I would love more people to be able to accept the complexity of science and the fact that "incomplete" does not mean "wrong." However, given the current political climate and state of the union, scientists telling non-scientists to "just trust us, we've been doing this for hundreds of years and know what's best," isn't going to fly. I really wish I knew of some way to make people accept science as it is and to understand that its weaknesses do not invalidate it. I just don't think asking them is going to do it. We need...collateral? a breakthrough? I don't know.

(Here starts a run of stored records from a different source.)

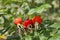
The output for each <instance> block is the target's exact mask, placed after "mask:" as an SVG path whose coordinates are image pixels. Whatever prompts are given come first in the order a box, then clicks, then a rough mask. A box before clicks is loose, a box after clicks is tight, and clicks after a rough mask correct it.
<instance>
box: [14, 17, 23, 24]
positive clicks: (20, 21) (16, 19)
mask: <svg viewBox="0 0 60 40" xmlns="http://www.w3.org/2000/svg"><path fill="white" fill-rule="evenodd" d="M21 23H22V19H21V18H15V19H14V24H15V25H18V24H21Z"/></svg>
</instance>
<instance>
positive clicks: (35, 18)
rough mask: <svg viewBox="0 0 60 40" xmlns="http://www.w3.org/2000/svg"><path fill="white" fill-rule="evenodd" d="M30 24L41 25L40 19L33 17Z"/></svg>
mask: <svg viewBox="0 0 60 40" xmlns="http://www.w3.org/2000/svg"><path fill="white" fill-rule="evenodd" d="M32 22H33V24H35V22H38V23H39V24H41V23H42V18H41V17H39V16H35V17H33V18H32Z"/></svg>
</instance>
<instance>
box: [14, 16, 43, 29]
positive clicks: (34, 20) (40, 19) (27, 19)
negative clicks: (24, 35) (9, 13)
mask: <svg viewBox="0 0 60 40" xmlns="http://www.w3.org/2000/svg"><path fill="white" fill-rule="evenodd" d="M36 22H37V23H39V24H41V23H42V18H41V17H40V16H34V17H33V18H32V19H27V20H25V21H24V22H22V18H15V19H14V24H15V25H19V24H22V25H23V28H29V27H34V24H35V23H36ZM20 26H21V25H20Z"/></svg>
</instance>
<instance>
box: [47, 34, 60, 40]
mask: <svg viewBox="0 0 60 40" xmlns="http://www.w3.org/2000/svg"><path fill="white" fill-rule="evenodd" d="M48 40H60V34H55V35H54V36H53V37H51V38H49V39H48Z"/></svg>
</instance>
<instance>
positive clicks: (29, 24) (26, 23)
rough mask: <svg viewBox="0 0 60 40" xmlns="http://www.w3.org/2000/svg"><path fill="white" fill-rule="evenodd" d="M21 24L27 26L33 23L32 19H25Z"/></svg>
mask: <svg viewBox="0 0 60 40" xmlns="http://www.w3.org/2000/svg"><path fill="white" fill-rule="evenodd" d="M23 25H24V28H28V27H29V26H32V25H33V23H32V20H29V19H28V20H25V21H24V23H23Z"/></svg>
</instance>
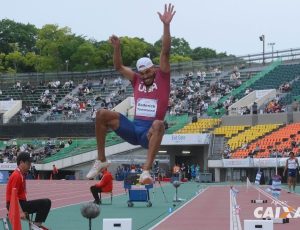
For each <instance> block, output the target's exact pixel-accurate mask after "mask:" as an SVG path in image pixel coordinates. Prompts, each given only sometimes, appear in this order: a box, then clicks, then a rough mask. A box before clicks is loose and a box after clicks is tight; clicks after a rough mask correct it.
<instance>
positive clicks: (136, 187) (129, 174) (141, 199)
mask: <svg viewBox="0 0 300 230" xmlns="http://www.w3.org/2000/svg"><path fill="white" fill-rule="evenodd" d="M138 178H139V174H136V173H130V174H128V176H127V177H126V178H125V180H124V188H125V189H126V190H128V195H129V200H128V201H127V205H128V207H133V202H147V207H151V206H152V203H151V201H150V195H149V189H151V188H153V184H149V185H139V184H138Z"/></svg>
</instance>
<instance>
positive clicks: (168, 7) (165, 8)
mask: <svg viewBox="0 0 300 230" xmlns="http://www.w3.org/2000/svg"><path fill="white" fill-rule="evenodd" d="M157 13H158V15H159V18H160V20H161V21H162V22H163V23H164V24H170V22H171V21H172V19H173V16H174V15H175V13H176V11H174V6H173V5H171V4H169V6H167V4H165V11H164V13H163V14H161V13H160V12H157Z"/></svg>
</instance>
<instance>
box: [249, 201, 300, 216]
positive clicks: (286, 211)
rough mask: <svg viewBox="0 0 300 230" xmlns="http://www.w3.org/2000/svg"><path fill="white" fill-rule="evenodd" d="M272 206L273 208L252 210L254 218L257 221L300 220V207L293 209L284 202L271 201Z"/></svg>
mask: <svg viewBox="0 0 300 230" xmlns="http://www.w3.org/2000/svg"><path fill="white" fill-rule="evenodd" d="M272 204H274V207H257V208H256V209H254V212H253V214H254V217H255V218H257V219H262V218H266V219H269V218H270V219H274V218H276V219H277V218H280V219H285V218H300V207H298V208H294V207H292V206H289V205H288V204H287V202H286V201H283V202H277V201H272ZM279 205H281V206H279Z"/></svg>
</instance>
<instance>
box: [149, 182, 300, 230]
mask: <svg viewBox="0 0 300 230" xmlns="http://www.w3.org/2000/svg"><path fill="white" fill-rule="evenodd" d="M236 189H237V190H239V192H238V195H237V204H238V205H239V207H240V211H239V215H240V222H241V227H242V229H243V228H244V227H243V226H244V220H245V219H247V220H254V219H256V218H255V216H254V210H255V209H256V208H257V207H259V206H263V207H264V208H266V207H272V206H273V207H274V204H272V199H271V198H270V197H268V196H265V195H263V194H262V193H260V194H261V195H260V197H259V195H258V194H259V192H258V191H257V190H256V189H255V188H254V187H250V188H249V189H247V188H246V186H237V187H236ZM229 190H230V186H211V187H208V188H207V189H206V190H204V191H203V192H202V193H200V194H199V195H198V196H196V197H195V198H194V199H193V200H191V201H190V202H188V203H187V204H186V205H184V206H183V207H181V208H180V209H178V210H176V211H175V212H174V213H173V214H172V215H169V216H168V217H167V218H165V219H164V220H162V221H161V222H160V223H158V224H157V225H155V226H154V227H153V228H152V229H155V230H173V229H184V230H194V229H205V230H206V229H207V230H220V229H230V193H229ZM259 198H260V199H264V200H265V199H266V200H267V204H253V203H251V200H255V199H259ZM280 199H281V201H286V202H287V203H288V204H289V205H290V206H292V207H294V208H297V207H300V196H299V194H288V193H287V192H286V191H282V193H281V196H280ZM264 210H265V209H264ZM299 214H300V213H299ZM174 226H176V228H174ZM299 226H300V218H297V219H290V223H288V224H274V230H296V229H297V230H298V229H299V228H300V227H299Z"/></svg>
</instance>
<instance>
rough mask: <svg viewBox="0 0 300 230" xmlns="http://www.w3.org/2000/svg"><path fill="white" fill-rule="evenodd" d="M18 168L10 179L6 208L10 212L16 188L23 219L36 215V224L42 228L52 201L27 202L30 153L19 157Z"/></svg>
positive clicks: (18, 155) (20, 209)
mask: <svg viewBox="0 0 300 230" xmlns="http://www.w3.org/2000/svg"><path fill="white" fill-rule="evenodd" d="M17 166H18V167H17V169H16V170H15V171H14V172H13V173H12V174H11V176H10V177H9V180H8V183H7V186H6V208H7V210H9V206H10V202H11V195H12V189H13V188H16V189H17V197H18V201H19V204H20V217H21V219H26V214H31V213H36V216H35V222H34V224H35V225H37V226H39V227H41V226H42V223H43V222H45V221H46V219H47V216H48V213H49V211H50V207H51V200H49V199H38V200H29V201H28V200H27V197H26V192H27V191H26V180H25V175H26V174H27V173H28V171H29V169H30V166H31V158H30V155H29V153H24V152H22V153H20V154H19V155H18V157H17ZM43 229H46V228H43Z"/></svg>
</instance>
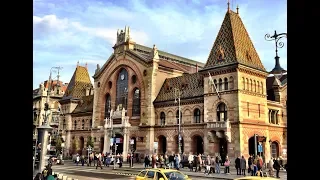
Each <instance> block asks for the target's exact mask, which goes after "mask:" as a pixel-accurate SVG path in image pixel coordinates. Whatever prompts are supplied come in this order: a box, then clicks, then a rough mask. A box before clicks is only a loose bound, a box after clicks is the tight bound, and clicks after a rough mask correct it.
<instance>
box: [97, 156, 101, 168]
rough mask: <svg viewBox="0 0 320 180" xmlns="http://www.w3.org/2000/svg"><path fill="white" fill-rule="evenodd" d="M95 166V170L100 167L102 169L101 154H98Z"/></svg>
mask: <svg viewBox="0 0 320 180" xmlns="http://www.w3.org/2000/svg"><path fill="white" fill-rule="evenodd" d="M96 157H97V166H96V169H98V167H100V168H101V169H102V165H101V164H102V161H101V153H99V154H98V155H97V156H96Z"/></svg>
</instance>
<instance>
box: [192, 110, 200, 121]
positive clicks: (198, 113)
mask: <svg viewBox="0 0 320 180" xmlns="http://www.w3.org/2000/svg"><path fill="white" fill-rule="evenodd" d="M200 118H201V111H200V109H198V108H197V109H195V110H194V112H193V121H194V123H200V121H201V119H200Z"/></svg>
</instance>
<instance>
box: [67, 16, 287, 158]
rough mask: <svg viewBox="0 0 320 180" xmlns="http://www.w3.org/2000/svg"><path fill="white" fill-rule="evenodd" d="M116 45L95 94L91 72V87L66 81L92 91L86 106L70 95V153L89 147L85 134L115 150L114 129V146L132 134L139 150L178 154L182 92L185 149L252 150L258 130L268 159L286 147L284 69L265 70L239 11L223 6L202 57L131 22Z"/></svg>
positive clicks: (85, 93)
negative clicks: (208, 53)
mask: <svg viewBox="0 0 320 180" xmlns="http://www.w3.org/2000/svg"><path fill="white" fill-rule="evenodd" d="M113 48H114V53H113V54H112V55H111V56H110V57H109V59H108V60H107V61H106V63H105V64H104V65H103V66H102V67H101V68H100V67H99V66H97V69H96V72H95V74H94V76H93V77H94V85H93V87H94V88H91V90H93V92H94V96H92V94H90V93H85V92H86V90H85V89H86V88H88V87H89V85H91V82H90V79H88V77H89V75H88V77H86V78H85V79H87V80H86V81H85V82H86V83H87V85H88V87H87V86H86V87H85V85H84V84H82V85H79V86H78V87H77V83H72V81H71V82H70V83H69V86H70V88H71V87H75V88H80V89H81V88H82V91H81V93H82V94H81V95H82V96H85V95H87V96H88V95H89V94H90V95H91V96H88V97H86V98H84V99H83V100H82V101H83V102H82V103H86V104H88V110H84V108H85V106H82V107H81V108H80V106H79V105H77V104H78V103H79V101H80V99H81V96H80V94H79V95H78V96H76V98H79V99H78V100H74V99H69V100H67V101H69V105H68V108H66V109H68V111H69V112H68V113H70V114H69V115H68V118H67V113H65V122H66V124H67V125H66V130H65V132H66V133H65V134H66V140H67V141H69V143H68V144H67V149H69V153H70V154H72V153H74V152H75V151H74V150H76V151H78V152H79V151H80V152H81V150H84V148H85V147H86V142H87V139H88V138H87V137H88V136H91V137H94V138H95V150H96V151H100V152H101V151H102V152H110V149H111V146H110V145H111V144H110V138H111V137H113V136H115V137H116V138H117V143H118V149H117V152H119V153H123V154H124V155H125V154H127V153H129V152H130V149H131V148H132V146H130V145H129V142H130V141H129V140H130V139H132V140H133V141H134V145H133V148H134V149H135V150H136V151H135V152H138V153H141V154H146V153H151V152H157V153H177V152H178V132H179V130H178V127H179V126H178V122H179V111H178V104H179V103H178V102H176V100H177V98H178V97H179V96H178V94H179V93H178V92H180V93H181V94H180V104H181V119H180V120H181V131H180V132H181V135H182V138H181V144H182V147H181V149H182V152H183V153H186V154H187V153H190V152H191V153H194V154H195V153H204V154H210V155H217V154H220V155H221V156H222V158H224V157H225V156H226V155H228V156H229V157H230V158H234V157H235V156H238V155H244V156H245V157H248V156H249V154H254V152H255V149H258V148H255V145H254V144H255V143H254V138H253V137H254V135H255V134H256V135H257V142H256V143H257V145H259V144H261V145H262V147H263V149H262V150H263V152H261V154H262V155H263V156H264V157H265V158H266V159H269V158H270V156H271V155H273V156H283V153H284V154H285V152H286V139H287V137H286V122H287V120H286V96H287V95H286V75H285V76H282V77H281V78H280V79H277V78H275V77H268V73H267V71H266V70H265V68H264V66H263V64H262V62H261V60H260V58H259V56H258V54H257V52H256V50H255V48H254V46H253V43H252V42H251V40H250V37H249V34H248V32H247V31H246V29H245V27H244V24H243V23H242V20H241V18H240V16H239V14H238V13H236V12H233V11H231V10H228V11H227V12H226V15H225V18H224V20H223V22H222V25H221V28H220V31H219V33H218V35H217V37H216V39H215V41H214V44H213V47H212V49H211V51H210V53H209V57H208V60H207V62H206V63H205V64H203V63H200V62H197V61H194V60H190V59H187V58H183V57H180V56H177V55H173V54H170V53H166V52H163V51H160V50H158V49H157V47H156V46H155V45H154V46H153V48H149V47H146V46H143V45H140V44H138V43H135V42H134V41H132V39H131V38H130V29H129V28H128V27H126V28H125V29H124V30H121V31H118V32H117V42H116V44H115V46H114V47H113ZM78 68H79V66H78V67H77V69H78ZM76 72H77V70H76ZM76 72H75V74H76ZM209 73H210V74H211V76H212V83H211V82H210V81H209V79H210V78H209ZM78 81H79V82H80V79H79V80H78ZM68 89H69V87H68ZM71 89H72V88H71ZM79 92H80V90H79ZM269 94H270V95H269ZM267 95H268V96H267ZM92 99H93V103H91V102H92ZM87 101H89V102H87ZM61 103H62V102H61ZM62 104H63V103H62ZM77 106H79V110H78V111H74V109H77V108H78V107H77ZM91 106H92V107H91ZM71 112H73V115H72V113H71ZM79 112H82V113H83V115H82V116H81V113H79ZM90 113H92V114H90ZM75 114H77V115H75ZM84 117H86V118H84ZM91 117H92V123H89V125H88V124H86V122H87V120H88V122H91V121H90V120H91ZM82 119H84V121H83V122H85V123H84V125H81V126H80V124H81V123H82ZM75 122H76V123H75ZM86 127H87V128H86Z"/></svg>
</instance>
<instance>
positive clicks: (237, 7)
mask: <svg viewBox="0 0 320 180" xmlns="http://www.w3.org/2000/svg"><path fill="white" fill-rule="evenodd" d="M237 14H239V5H237Z"/></svg>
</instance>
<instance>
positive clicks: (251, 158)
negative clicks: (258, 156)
mask: <svg viewBox="0 0 320 180" xmlns="http://www.w3.org/2000/svg"><path fill="white" fill-rule="evenodd" d="M251 165H252V156H251V155H250V157H249V158H248V166H249V167H248V173H251V171H252V169H251Z"/></svg>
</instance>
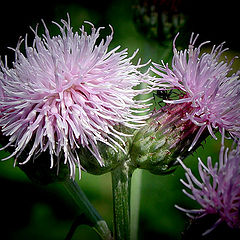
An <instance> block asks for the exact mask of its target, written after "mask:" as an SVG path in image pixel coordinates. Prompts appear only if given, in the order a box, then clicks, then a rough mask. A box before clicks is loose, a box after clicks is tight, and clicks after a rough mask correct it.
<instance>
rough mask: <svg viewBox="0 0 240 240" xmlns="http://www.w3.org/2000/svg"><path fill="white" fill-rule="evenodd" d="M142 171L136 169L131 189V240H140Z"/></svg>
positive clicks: (141, 170)
mask: <svg viewBox="0 0 240 240" xmlns="http://www.w3.org/2000/svg"><path fill="white" fill-rule="evenodd" d="M142 171H143V170H142V169H136V171H135V172H134V174H133V178H132V189H131V216H130V219H131V224H130V238H131V240H137V239H138V224H139V209H140V199H141V196H140V195H141V185H142Z"/></svg>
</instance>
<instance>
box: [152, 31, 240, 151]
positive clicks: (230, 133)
mask: <svg viewBox="0 0 240 240" xmlns="http://www.w3.org/2000/svg"><path fill="white" fill-rule="evenodd" d="M197 38H198V35H197V36H196V37H194V34H192V36H191V39H190V44H189V48H188V49H185V50H181V51H178V50H177V49H176V47H175V41H176V38H175V40H174V42H173V53H174V56H173V59H172V69H170V68H169V66H168V64H164V63H163V62H162V65H159V64H156V63H155V64H154V67H155V68H154V67H152V68H151V69H152V71H153V72H154V73H156V74H157V75H158V76H159V78H158V82H159V83H160V84H163V83H164V84H165V86H166V87H165V88H163V90H166V88H167V89H177V91H180V92H181V93H180V94H179V99H169V100H165V102H166V103H169V104H181V103H190V104H191V105H190V106H191V107H189V108H188V109H185V112H186V113H185V117H184V120H190V121H192V122H193V123H194V124H196V125H197V126H199V127H200V129H199V132H198V134H197V135H196V137H195V139H194V140H193V142H192V145H191V147H190V149H189V150H191V149H192V147H193V146H194V145H195V144H196V142H197V140H198V139H199V136H200V135H201V133H202V132H203V131H204V130H205V129H206V128H207V129H208V131H209V133H210V134H211V135H212V137H213V138H215V139H216V136H215V134H214V129H217V128H218V129H219V131H220V132H221V133H222V132H223V130H226V131H227V132H228V133H230V135H231V136H232V137H233V138H239V137H240V125H239V122H240V80H239V76H238V73H236V74H230V71H231V70H232V69H231V65H232V63H233V60H232V61H230V62H229V63H228V62H227V61H224V60H222V61H220V57H221V55H222V53H223V52H224V51H226V50H227V49H223V44H221V45H219V46H217V47H216V46H214V47H213V48H212V51H211V52H210V53H203V54H201V47H202V46H203V45H204V44H206V43H208V42H203V43H202V44H200V45H199V46H198V47H194V45H195V42H196V40H197Z"/></svg>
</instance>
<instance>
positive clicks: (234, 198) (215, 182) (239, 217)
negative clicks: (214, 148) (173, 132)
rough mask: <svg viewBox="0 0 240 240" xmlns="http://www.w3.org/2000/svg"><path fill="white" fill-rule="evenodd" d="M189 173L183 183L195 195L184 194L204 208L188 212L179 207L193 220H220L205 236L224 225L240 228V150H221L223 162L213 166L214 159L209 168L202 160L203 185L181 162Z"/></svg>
mask: <svg viewBox="0 0 240 240" xmlns="http://www.w3.org/2000/svg"><path fill="white" fill-rule="evenodd" d="M178 161H179V162H180V164H181V165H182V166H183V168H184V169H185V171H186V174H185V175H186V178H187V182H185V181H183V180H182V179H181V182H182V183H183V184H184V185H185V186H186V187H187V188H188V189H190V191H191V193H188V192H187V191H185V190H183V192H184V193H185V194H186V195H187V196H188V197H190V198H191V199H193V200H195V201H197V202H198V203H199V204H200V205H201V207H202V208H201V209H198V210H187V209H184V208H181V207H179V206H176V207H177V208H178V209H180V210H182V211H184V212H186V213H187V214H188V215H189V216H190V217H192V218H194V215H195V216H197V217H203V216H205V215H207V214H216V215H217V216H218V217H219V219H218V220H217V222H216V223H215V224H214V226H213V227H212V228H210V229H209V230H207V231H206V232H205V233H204V234H207V233H209V232H210V231H212V230H213V229H214V228H215V227H216V226H217V225H218V224H220V223H221V222H226V223H227V224H228V226H229V227H231V228H240V216H239V211H240V149H239V146H238V147H237V148H236V149H232V150H231V151H230V152H228V149H226V150H225V152H224V147H222V148H221V151H220V155H219V161H218V162H217V163H216V164H215V165H214V166H213V164H212V159H211V157H208V159H207V166H205V165H204V163H203V162H202V161H201V159H200V158H198V161H199V164H198V170H199V175H200V177H201V181H199V180H198V179H197V178H196V177H195V176H194V175H193V173H192V172H191V170H190V169H189V168H187V167H186V166H185V165H184V163H183V162H182V161H181V160H180V159H178ZM192 214H194V215H192Z"/></svg>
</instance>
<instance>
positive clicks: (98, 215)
mask: <svg viewBox="0 0 240 240" xmlns="http://www.w3.org/2000/svg"><path fill="white" fill-rule="evenodd" d="M64 187H65V188H66V189H67V191H68V192H69V193H70V195H71V196H72V198H73V200H74V201H75V203H76V204H77V206H78V207H79V209H80V211H81V212H82V215H80V216H82V217H81V219H78V220H77V221H75V223H74V224H75V225H76V224H77V223H78V225H81V224H87V225H89V226H91V227H92V228H93V229H94V230H95V231H96V232H97V234H98V235H99V236H100V237H101V239H103V240H112V236H111V231H110V230H109V228H108V226H107V223H106V222H105V221H104V220H103V218H102V217H101V216H100V215H99V213H98V212H97V210H96V209H95V208H94V207H93V205H92V204H91V203H90V201H89V200H88V198H87V197H86V195H85V194H84V192H83V191H82V189H81V188H80V186H79V185H78V184H77V183H76V182H75V181H73V180H71V179H69V180H66V181H65V182H64ZM75 225H74V228H72V229H74V231H75V229H76V226H75ZM71 235H73V233H72V231H71Z"/></svg>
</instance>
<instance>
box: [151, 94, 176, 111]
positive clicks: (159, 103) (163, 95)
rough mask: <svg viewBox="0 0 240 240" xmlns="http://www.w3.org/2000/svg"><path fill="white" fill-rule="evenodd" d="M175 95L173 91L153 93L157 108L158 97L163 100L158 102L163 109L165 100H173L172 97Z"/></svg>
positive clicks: (154, 99) (159, 105)
mask: <svg viewBox="0 0 240 240" xmlns="http://www.w3.org/2000/svg"><path fill="white" fill-rule="evenodd" d="M172 94H173V90H168V91H167V90H157V93H153V97H154V101H155V106H156V105H157V101H156V97H158V98H161V101H159V102H158V105H159V106H160V107H161V103H162V102H163V100H171V95H172Z"/></svg>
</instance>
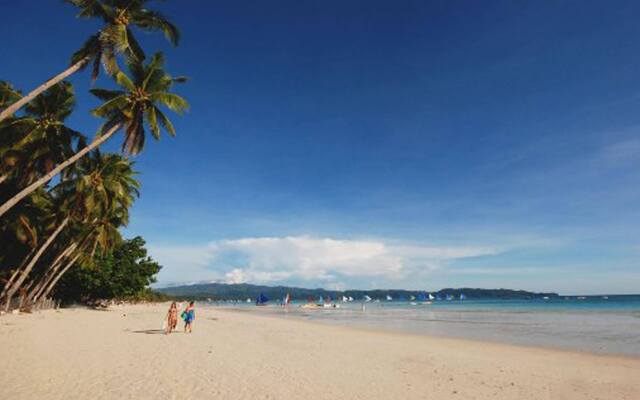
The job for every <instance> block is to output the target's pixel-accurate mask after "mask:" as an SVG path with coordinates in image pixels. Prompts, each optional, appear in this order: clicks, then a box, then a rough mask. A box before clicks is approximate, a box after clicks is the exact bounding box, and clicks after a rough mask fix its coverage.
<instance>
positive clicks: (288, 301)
mask: <svg viewBox="0 0 640 400" xmlns="http://www.w3.org/2000/svg"><path fill="white" fill-rule="evenodd" d="M290 303H291V295H290V294H289V293H287V295H286V296H284V300H283V301H282V304H283V305H284V306H285V307H286V306H288V305H289V304H290Z"/></svg>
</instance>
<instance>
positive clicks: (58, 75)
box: [0, 0, 180, 122]
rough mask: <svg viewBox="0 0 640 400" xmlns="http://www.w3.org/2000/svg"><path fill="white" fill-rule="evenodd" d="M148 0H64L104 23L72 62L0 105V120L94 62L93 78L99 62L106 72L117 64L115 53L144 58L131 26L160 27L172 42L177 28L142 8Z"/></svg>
mask: <svg viewBox="0 0 640 400" xmlns="http://www.w3.org/2000/svg"><path fill="white" fill-rule="evenodd" d="M149 1H150V0H66V2H67V3H70V4H72V5H74V6H75V7H77V8H78V9H79V10H80V12H79V14H78V17H80V18H100V19H102V21H103V22H104V26H103V27H102V29H100V31H99V32H98V33H96V34H95V35H92V36H91V37H89V39H88V40H87V41H86V42H85V43H84V44H83V46H82V47H81V48H80V49H79V50H78V51H76V52H75V53H74V54H73V56H72V57H71V66H70V67H69V68H67V69H66V70H64V71H62V72H61V73H59V74H58V75H56V76H54V77H53V78H51V79H49V80H48V81H46V82H45V83H43V84H42V85H40V86H38V87H37V88H35V89H34V90H32V91H31V92H30V93H29V94H27V95H26V96H24V97H23V98H21V99H19V100H17V101H15V102H14V103H12V104H11V105H10V106H8V107H6V108H5V109H4V110H2V108H3V107H1V106H0V110H2V111H1V112H0V122H2V120H4V119H6V118H8V117H10V116H11V115H13V114H14V113H15V112H16V111H18V110H19V109H20V108H22V107H23V106H24V105H26V104H27V103H28V102H30V101H31V100H33V99H34V98H36V97H37V96H38V95H40V94H41V93H42V92H44V91H45V90H47V89H48V88H49V87H51V86H53V85H55V84H56V83H58V82H60V81H62V80H63V79H65V78H67V77H68V76H70V75H72V74H74V73H76V72H78V71H80V70H82V69H84V68H85V67H86V66H87V65H89V64H92V65H93V68H92V69H93V71H92V78H93V80H95V79H96V78H97V76H98V73H99V71H100V64H101V63H102V64H103V65H104V66H105V69H106V70H107V72H108V73H109V74H113V73H114V72H115V71H116V70H117V69H118V68H117V62H116V54H118V53H120V54H124V55H125V56H126V57H127V58H131V59H133V60H135V61H142V60H143V59H144V52H143V51H142V47H141V46H140V44H139V43H138V41H137V40H136V38H135V36H134V35H133V32H132V30H131V26H135V27H138V28H140V29H142V30H145V31H162V32H163V33H164V34H165V36H166V37H167V39H168V40H169V41H170V42H171V43H172V44H174V45H177V44H178V41H179V40H180V33H179V31H178V28H177V27H176V26H175V25H173V24H172V23H171V22H170V21H169V20H168V19H167V18H166V17H165V16H164V15H162V14H161V13H159V12H157V11H152V10H149V9H147V8H145V6H146V3H148V2H149Z"/></svg>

Anyway, I'm sorry for taking up your time if you've read this the whole way through. I didn't mean to sling my pessimism at you for so many paragraphs. Thank you again for bringing such important ideas to a large audience.

sincerely yours,
Maggie XXX [best not to have the last name in the blog]
(Yale '05, B.S. in Physics)

She sent me a very nice response:

Thank you for your thoughtful message. I wish I knew the answers. I personally decided to at least try to make it possible to understand more complex theories by writing a book and investigating what can be done. In any case, it's not just science these days, but everything that is overly simplified in the media. I hope it improves.

Best, Lisa Randall

Why, Professor Randall...write about science for the general public? What a splendid idea. I think I'll try it. (Come on Seed, take me on board, baby.)